Here is the conscise list of the placeholders:

wbPD: <output directory for processed data>, e.g. Output/ProcessedData
wbP: <current project>, e.g. Analysis1
wbPP: <subfolder name>, e.g. 020_InputOutput
wbPD_P: <output directory for processed data>/<current project>, e.g. Output/ProcessedData/Analysis1
wbPD_PP: <output directory for processed data>/<current project>/<subfolder name>, e.g. Output/ProcessedData/Analysis1/020_InputOutput

Script mapping¶

This advanced feature allows you to use the same script to analyse the similarly structured data as a part of various subprojects.

It all begins with a configure file scriptsMapping.wb in the root directory of your project. There, you put a YAML list of YAML formatted dictionaries with two keys:

src: A YAML list of file paths to create links from.
dst: A YAML list of directories paths to put file links into.

Running snakemake mapScripts then creates symbolic links for all the ‘src’ files in any of ‘dst’ directories.

Below is an example of a proper scriptsMapping.wb file:

- src:
  - _Template/preprocessData.R
  - _Template/PCAoutliers.R
  dst:
  - Principal_Analysis/allIntensities
  - Principal_Analysis/withoutFamilies
  - Principal_Analysis/withoutReplicates
  - Principal_Analysis/withoutReplicatesAndFamilies

Here, we map two scripts, preprocessData.R and PCAoutliers.R, to be in each of the four projects of Principal_Analysis. Placeholders then do their thing to speak to the right ProcessedData sub-directories, based on the current subproject.

HTML Subindex¶

For subdirectories under the Scripts/ directory you can also create a separate HTML index file. This is particularly useful when you have a larger, more modular workflow and you want to view the results of one module as soon as they have successfully finished.

In order to create a subindex, you need to create a new rule in your Snakefile.

Note

The subdirectory path has to be within the script directory so that all HTML pages get rendered correctly.

Here is an example from the Demo project.

from wbuild.createIndex import createIndexRule, ci

subdir = "Scripts/Analysis1/010_BasicInput/"
index_name = "Analysis1_BasicInput"
input, index_file, graph_file, _ = createIndexRule(scriptsPath=subdir, index_name=index_name)

rule subIndex:
    input: input
    output:
        index = index_file,
        graph = graph_file
    run:
        # 1. create the index file
        ci(subdir, index_name)
        # 2. create the dependency graph
        shell("snakemake --rulegraph {output.index} | dot -Tsvg -Grankdir=LR > {output.graph}")

The wbuild.createIndex.createIndexRule() function takes in the relative subdirectory path and an index name, which is prepended to the index HTML file. In this example, the HTML index file is called Analysis1_BasicInput_index.html under the htmlOutputPath. The function returns a list of all HTML output files, the index file name, the dependency graph file name and the readme HTML file name.

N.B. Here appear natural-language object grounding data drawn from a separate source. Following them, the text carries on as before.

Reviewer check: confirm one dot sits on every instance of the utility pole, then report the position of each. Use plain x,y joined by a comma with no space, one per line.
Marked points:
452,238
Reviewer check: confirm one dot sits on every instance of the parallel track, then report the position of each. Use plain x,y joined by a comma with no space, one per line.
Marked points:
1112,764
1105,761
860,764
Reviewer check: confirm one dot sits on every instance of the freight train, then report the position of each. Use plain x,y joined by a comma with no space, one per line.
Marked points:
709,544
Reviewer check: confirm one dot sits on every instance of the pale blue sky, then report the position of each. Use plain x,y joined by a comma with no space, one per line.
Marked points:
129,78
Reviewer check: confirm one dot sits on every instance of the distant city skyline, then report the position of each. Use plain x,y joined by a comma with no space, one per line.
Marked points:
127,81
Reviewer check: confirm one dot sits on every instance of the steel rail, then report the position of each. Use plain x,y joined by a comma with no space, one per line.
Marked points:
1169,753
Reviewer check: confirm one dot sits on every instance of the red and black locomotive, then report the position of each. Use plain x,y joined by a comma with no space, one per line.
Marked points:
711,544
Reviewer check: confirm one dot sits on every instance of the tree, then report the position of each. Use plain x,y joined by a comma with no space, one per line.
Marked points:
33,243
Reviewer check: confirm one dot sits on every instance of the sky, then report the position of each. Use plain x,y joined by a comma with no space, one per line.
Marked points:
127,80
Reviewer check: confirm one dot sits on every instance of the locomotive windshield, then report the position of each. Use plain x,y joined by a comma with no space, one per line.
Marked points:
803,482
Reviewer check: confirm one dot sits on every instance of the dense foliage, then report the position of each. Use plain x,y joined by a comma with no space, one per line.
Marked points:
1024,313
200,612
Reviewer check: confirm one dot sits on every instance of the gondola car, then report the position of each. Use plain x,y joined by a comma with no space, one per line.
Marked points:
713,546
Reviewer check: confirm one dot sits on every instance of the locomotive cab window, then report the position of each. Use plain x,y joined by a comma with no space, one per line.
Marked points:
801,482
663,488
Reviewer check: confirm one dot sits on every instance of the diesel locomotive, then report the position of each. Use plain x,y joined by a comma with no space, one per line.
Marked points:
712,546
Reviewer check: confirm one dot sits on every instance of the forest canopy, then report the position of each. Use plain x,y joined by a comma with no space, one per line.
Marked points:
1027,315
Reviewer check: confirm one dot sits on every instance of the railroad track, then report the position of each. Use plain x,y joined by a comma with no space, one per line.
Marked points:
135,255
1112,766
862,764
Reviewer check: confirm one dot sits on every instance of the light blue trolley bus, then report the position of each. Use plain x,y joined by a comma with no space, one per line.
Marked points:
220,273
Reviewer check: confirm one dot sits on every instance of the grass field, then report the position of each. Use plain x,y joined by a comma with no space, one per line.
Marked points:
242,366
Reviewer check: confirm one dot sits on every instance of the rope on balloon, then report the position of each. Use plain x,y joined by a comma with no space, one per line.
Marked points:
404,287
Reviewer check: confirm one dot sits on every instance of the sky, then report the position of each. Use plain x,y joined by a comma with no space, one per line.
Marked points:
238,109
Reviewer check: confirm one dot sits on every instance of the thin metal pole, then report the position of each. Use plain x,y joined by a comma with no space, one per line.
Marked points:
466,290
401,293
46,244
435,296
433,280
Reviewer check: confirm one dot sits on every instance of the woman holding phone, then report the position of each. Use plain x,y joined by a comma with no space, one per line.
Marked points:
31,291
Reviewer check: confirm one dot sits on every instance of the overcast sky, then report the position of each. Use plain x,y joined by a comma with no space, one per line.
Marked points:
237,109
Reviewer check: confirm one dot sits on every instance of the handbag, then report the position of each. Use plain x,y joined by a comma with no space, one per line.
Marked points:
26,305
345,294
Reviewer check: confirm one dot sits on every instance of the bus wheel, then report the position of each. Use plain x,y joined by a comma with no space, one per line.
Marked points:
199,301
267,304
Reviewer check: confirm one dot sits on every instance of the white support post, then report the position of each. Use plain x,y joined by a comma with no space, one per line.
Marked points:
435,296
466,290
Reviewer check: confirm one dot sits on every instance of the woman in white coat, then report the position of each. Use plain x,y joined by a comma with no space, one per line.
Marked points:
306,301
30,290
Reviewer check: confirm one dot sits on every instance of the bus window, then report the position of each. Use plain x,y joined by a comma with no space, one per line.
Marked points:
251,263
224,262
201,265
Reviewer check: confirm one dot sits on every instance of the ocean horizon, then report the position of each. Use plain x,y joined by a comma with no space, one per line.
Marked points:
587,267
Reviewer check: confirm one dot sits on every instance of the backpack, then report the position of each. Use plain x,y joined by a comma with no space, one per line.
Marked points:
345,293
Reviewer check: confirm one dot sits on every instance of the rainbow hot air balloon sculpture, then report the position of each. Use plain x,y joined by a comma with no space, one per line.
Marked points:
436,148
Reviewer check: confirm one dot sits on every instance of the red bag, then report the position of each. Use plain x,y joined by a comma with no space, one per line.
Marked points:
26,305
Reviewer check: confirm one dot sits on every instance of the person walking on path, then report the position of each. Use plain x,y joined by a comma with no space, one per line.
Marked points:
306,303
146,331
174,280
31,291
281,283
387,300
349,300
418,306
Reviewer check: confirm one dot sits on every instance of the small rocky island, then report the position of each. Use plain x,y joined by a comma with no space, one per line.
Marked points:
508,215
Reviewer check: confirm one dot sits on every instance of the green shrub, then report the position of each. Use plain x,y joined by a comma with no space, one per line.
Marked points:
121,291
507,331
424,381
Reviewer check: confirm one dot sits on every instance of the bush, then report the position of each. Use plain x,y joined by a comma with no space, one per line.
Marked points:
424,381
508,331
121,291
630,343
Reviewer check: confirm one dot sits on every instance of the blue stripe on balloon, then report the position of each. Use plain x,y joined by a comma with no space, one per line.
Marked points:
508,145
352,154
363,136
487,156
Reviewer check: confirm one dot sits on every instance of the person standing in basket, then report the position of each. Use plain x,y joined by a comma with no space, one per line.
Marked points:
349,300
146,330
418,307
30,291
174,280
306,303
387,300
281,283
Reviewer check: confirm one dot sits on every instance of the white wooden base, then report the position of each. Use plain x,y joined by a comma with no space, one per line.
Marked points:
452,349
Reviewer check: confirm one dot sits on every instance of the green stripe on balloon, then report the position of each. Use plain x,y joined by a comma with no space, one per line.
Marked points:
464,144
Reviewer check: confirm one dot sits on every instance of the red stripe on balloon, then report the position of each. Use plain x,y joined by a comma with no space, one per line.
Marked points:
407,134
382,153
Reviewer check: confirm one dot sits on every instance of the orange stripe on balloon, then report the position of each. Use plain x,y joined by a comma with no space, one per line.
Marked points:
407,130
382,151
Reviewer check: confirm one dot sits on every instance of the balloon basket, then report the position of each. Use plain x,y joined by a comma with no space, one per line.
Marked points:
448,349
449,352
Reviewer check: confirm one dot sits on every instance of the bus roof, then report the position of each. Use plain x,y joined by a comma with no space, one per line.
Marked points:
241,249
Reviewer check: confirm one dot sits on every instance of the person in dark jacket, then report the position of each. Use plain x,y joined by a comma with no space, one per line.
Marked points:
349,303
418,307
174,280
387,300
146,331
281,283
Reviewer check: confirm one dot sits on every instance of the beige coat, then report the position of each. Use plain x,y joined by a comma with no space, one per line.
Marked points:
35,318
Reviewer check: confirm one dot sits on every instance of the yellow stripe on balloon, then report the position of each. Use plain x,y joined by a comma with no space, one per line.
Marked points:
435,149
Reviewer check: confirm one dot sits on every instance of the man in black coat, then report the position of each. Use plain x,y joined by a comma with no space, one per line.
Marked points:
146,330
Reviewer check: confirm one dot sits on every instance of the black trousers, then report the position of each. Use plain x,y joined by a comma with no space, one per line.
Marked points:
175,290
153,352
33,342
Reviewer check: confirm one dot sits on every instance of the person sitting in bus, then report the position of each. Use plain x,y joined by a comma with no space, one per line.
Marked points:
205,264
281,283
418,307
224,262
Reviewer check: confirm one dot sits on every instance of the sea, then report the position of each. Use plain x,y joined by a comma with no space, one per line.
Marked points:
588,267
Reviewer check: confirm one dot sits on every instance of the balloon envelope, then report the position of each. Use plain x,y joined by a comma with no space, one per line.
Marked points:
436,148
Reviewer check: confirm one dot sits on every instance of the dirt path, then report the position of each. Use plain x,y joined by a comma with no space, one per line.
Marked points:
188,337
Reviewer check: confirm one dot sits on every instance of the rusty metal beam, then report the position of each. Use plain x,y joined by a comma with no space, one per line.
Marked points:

Using this information, you can assemble your rule, where the HTML file list is the input and the output is the index file name. You need to call the wbuild.createIndex.ci() function to write the index HTML file. You should also include the instructions to generate your dependency graph file. The standard way is to use the snakemake option --rulegraph to create a graph of all dependencies of the index file. This gives you a graphviz output that you can pipe into an the dependency graph file that you obtained from wbuild.createIndex.createIndexRule(). Optionally, you can also use the --dag option, which gives you the complete job graph.